Exodus is about the birth of Israel as a nation! Why then interrupt the flow of the story to describe the building of this space?
I think it’s because God was calling Israel to grow up.
Think about how Israel responded to Moses and miraculous works of God. What did they primarily do? Grumble and murmur., They did so at the Red Sea!
Then they said to Moses, “Because there were no graves in Egypt, have you taken us away to die in the wilderness? Why have you so dealt with us, to bring us up out of Egypt? Is this not the word that we told you in Egypt, saying, ‘Let us alone that we may serve the Egyptians’? For it would have been better for us to serve the Egyptians than that we should die in the wilderness.”
The Lord came up with the an amazing idea: Let them work together as one to build a House for me! During the building of the Mishkan, we don’t read about any complaining! God’s command to build the Tabernacle changed them! It began to transform them! This teaches us that transformation begins with the redeeming work that God does in our lives, but real and lasting change and transformation is solidified as a result of what we do for Him! Maturity and growth occurs in our lives as we choose to partner with Yeshua in building the Kingdom on both a communal and personal level!

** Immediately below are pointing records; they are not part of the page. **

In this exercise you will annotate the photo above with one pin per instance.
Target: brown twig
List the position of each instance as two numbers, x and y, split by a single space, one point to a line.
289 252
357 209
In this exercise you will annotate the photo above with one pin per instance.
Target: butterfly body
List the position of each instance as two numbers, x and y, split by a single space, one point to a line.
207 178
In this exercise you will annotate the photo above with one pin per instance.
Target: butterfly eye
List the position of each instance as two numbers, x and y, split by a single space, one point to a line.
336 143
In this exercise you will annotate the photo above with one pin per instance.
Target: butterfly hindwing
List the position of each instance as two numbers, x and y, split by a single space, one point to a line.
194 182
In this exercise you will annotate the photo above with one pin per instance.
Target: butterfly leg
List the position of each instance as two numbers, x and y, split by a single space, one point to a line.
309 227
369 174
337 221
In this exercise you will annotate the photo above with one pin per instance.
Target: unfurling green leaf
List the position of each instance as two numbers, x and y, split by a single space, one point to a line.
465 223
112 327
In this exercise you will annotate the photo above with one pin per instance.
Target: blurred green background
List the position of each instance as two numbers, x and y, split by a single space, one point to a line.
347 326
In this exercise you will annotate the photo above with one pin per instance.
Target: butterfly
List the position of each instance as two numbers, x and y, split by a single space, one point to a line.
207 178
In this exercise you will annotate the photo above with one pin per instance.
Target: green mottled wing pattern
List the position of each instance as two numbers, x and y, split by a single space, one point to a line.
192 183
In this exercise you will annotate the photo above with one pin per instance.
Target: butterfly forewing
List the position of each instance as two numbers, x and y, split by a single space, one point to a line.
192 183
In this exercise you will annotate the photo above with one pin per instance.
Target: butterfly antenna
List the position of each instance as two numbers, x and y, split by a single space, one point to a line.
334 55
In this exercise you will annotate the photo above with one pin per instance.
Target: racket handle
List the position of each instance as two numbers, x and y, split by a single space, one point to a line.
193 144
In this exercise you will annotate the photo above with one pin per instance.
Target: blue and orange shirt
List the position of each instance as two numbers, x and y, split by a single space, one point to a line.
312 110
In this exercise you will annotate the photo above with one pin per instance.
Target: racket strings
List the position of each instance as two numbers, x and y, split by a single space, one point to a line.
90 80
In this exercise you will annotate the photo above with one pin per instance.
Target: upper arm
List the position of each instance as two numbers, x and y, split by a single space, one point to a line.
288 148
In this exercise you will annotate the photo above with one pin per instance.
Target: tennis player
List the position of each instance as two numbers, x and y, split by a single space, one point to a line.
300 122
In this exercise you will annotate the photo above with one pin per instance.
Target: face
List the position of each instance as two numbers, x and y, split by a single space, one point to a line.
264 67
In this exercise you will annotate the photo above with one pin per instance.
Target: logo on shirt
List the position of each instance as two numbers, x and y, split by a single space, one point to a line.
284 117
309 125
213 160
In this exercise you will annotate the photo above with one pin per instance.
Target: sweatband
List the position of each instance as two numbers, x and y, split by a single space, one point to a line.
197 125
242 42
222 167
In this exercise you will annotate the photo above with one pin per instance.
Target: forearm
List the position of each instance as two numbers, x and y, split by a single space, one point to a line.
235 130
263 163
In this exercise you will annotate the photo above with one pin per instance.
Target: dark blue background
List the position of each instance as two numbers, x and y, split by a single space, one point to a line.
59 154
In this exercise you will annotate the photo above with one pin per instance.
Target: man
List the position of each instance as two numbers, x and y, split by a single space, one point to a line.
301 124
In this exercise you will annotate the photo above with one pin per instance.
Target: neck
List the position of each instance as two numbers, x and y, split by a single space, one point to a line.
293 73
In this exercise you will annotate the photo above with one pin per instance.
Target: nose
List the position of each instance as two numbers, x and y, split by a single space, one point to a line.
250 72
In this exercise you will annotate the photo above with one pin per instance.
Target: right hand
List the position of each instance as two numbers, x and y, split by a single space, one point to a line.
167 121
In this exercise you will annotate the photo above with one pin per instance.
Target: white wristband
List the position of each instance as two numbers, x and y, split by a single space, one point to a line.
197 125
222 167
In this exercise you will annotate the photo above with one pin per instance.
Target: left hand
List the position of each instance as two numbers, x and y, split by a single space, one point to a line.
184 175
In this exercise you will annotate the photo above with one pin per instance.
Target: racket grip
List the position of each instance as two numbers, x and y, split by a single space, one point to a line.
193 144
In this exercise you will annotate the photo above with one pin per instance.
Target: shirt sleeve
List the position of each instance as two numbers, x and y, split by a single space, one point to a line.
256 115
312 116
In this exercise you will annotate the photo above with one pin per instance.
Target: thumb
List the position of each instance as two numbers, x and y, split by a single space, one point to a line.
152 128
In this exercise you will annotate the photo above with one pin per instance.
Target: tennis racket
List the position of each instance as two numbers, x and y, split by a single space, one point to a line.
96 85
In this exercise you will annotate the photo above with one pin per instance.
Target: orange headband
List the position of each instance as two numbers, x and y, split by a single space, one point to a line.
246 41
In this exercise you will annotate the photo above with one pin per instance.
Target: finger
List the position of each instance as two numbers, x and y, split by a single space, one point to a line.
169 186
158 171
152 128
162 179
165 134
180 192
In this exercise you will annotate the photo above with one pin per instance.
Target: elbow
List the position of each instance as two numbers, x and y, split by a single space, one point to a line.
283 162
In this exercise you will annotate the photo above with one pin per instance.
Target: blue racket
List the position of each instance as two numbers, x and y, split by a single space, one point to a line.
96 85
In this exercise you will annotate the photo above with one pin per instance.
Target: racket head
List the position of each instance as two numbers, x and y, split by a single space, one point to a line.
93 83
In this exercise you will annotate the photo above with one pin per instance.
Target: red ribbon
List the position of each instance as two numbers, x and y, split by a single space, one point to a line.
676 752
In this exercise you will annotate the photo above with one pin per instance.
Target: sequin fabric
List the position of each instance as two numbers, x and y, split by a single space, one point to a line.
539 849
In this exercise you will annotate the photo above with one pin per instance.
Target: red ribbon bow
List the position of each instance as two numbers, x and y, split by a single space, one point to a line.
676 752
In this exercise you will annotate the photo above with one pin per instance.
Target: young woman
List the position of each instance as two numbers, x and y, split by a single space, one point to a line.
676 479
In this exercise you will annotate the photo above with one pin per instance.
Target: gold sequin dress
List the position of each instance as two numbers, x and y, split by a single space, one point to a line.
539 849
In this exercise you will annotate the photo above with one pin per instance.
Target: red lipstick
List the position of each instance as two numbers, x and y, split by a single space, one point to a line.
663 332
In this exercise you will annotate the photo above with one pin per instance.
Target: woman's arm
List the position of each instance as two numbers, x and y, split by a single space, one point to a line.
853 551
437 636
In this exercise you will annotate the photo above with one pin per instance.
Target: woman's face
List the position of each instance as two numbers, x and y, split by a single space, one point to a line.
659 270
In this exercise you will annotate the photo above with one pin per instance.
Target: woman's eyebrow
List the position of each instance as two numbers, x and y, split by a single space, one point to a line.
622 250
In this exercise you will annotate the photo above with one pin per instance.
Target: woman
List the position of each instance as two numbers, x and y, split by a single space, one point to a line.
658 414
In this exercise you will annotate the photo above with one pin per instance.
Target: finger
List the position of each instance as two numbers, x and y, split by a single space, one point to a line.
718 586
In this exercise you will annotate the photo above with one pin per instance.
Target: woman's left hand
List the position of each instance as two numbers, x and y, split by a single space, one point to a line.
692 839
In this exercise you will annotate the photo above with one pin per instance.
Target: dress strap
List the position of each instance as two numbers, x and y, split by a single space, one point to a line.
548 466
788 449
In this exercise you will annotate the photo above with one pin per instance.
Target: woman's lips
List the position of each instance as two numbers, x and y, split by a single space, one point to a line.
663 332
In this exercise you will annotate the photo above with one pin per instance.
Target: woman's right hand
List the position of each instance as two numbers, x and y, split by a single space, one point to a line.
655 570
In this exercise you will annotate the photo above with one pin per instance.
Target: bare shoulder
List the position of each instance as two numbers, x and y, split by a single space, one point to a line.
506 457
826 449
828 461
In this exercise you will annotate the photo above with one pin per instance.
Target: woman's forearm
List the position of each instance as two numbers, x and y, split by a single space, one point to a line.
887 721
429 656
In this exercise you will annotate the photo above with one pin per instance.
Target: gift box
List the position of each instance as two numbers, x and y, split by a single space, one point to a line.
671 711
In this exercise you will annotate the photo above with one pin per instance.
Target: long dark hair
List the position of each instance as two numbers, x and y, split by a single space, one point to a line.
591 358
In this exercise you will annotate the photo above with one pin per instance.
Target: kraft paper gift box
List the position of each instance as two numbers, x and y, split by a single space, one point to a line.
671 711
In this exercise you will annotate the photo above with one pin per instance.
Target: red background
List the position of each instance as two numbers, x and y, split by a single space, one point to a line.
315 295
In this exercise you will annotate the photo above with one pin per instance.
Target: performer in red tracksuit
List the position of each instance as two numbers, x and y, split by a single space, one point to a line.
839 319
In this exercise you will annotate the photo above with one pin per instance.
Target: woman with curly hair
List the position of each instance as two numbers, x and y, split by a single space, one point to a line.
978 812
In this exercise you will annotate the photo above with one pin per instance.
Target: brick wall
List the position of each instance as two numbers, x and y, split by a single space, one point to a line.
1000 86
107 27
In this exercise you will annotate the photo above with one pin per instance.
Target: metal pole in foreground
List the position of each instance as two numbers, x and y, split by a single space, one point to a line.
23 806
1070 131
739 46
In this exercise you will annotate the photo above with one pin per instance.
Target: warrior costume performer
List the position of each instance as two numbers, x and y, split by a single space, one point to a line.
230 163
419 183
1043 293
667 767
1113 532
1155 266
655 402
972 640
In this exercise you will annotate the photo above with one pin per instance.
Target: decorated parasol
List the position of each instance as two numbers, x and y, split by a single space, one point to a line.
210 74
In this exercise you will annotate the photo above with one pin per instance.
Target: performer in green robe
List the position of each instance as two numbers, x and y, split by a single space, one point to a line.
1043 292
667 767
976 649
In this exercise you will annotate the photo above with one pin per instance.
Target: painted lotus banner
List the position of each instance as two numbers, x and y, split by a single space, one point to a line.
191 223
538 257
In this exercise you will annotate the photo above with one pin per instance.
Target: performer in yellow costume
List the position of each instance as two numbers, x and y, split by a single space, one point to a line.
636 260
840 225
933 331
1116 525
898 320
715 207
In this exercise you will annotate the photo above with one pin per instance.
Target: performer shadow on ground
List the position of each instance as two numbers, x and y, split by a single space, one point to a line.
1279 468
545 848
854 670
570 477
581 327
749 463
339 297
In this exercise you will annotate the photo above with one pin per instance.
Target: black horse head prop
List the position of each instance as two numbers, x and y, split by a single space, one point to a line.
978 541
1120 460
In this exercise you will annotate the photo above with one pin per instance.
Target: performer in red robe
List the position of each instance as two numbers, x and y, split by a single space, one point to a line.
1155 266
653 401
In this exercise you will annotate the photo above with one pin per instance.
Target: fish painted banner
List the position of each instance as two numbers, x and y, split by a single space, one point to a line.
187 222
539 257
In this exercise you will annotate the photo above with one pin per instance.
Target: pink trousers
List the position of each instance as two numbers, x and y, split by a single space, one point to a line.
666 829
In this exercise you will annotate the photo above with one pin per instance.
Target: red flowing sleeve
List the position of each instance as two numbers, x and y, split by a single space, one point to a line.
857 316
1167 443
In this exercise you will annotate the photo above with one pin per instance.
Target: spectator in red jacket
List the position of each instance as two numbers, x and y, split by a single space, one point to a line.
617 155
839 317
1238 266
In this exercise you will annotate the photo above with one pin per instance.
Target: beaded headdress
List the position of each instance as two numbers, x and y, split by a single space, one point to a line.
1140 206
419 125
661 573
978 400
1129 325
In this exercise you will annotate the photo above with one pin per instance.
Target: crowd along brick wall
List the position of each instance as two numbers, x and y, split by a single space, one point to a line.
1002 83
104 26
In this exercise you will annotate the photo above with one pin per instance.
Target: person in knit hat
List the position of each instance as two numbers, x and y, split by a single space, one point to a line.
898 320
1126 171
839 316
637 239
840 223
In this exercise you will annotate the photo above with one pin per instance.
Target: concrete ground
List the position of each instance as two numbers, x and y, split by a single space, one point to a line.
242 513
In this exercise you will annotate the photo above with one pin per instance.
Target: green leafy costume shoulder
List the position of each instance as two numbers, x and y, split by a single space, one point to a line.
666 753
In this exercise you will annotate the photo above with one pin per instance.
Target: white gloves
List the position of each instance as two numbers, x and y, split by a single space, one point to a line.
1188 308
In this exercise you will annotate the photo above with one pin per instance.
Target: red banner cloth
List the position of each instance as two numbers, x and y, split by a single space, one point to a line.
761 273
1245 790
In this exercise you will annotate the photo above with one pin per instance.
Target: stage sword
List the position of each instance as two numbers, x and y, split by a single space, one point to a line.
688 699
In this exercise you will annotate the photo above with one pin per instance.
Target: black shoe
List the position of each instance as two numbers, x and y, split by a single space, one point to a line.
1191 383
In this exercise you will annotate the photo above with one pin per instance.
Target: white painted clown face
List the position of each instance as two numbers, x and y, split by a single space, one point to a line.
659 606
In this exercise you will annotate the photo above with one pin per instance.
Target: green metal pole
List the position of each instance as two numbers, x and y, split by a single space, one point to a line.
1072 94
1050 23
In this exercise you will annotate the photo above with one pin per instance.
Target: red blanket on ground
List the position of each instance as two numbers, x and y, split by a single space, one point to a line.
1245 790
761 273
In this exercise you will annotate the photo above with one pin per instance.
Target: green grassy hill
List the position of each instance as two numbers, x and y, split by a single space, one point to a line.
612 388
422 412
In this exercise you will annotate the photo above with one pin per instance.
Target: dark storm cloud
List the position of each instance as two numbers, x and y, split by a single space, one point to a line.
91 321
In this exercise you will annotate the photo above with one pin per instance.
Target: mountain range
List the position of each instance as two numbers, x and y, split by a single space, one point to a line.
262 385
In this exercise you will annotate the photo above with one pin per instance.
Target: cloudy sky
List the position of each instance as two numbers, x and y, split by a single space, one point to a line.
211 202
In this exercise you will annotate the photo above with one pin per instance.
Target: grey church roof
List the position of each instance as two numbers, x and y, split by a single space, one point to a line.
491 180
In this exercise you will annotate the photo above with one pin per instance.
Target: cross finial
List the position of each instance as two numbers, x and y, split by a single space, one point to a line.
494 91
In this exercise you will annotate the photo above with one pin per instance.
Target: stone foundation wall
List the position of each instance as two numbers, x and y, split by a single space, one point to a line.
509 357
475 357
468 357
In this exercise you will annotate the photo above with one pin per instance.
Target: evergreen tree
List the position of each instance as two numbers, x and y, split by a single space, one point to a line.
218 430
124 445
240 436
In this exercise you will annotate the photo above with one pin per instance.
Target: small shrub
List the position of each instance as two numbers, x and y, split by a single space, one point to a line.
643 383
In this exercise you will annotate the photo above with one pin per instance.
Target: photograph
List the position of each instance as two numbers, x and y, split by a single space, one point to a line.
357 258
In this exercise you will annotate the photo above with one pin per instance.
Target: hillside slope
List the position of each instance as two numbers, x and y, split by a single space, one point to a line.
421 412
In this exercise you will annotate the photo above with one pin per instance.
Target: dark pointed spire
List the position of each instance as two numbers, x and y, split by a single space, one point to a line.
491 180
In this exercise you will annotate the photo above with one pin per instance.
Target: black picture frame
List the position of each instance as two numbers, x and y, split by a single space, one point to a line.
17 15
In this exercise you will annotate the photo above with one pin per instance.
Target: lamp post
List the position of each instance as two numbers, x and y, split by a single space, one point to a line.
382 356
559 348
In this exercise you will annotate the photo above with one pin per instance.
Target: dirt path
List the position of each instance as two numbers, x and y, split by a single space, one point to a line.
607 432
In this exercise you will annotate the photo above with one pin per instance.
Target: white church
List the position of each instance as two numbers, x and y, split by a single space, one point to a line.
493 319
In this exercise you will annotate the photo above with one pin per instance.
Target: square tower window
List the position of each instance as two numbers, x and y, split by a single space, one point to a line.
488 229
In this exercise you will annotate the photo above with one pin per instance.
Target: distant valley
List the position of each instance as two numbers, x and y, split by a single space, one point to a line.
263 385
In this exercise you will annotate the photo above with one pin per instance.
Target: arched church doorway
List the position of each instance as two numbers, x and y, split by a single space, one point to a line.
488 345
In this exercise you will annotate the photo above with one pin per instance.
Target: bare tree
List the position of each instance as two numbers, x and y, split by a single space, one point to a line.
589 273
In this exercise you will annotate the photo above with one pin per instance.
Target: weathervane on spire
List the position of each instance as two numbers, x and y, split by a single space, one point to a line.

God was calling Israel to grow up. He did not want to just live in a state of dependency — this would not be healthy. They needed to rise up and take responsibility, but this required them taking action through building! Only building begins to move us being self-centered, critical children who act spoiled and throw a temper tantrum when we don’t get our way. When Israel had nothing to do they complained! When they built the Tabernacle for God, they changed! All of us need to be with God and build for Him to experience the fullness of His transforming work in our lives.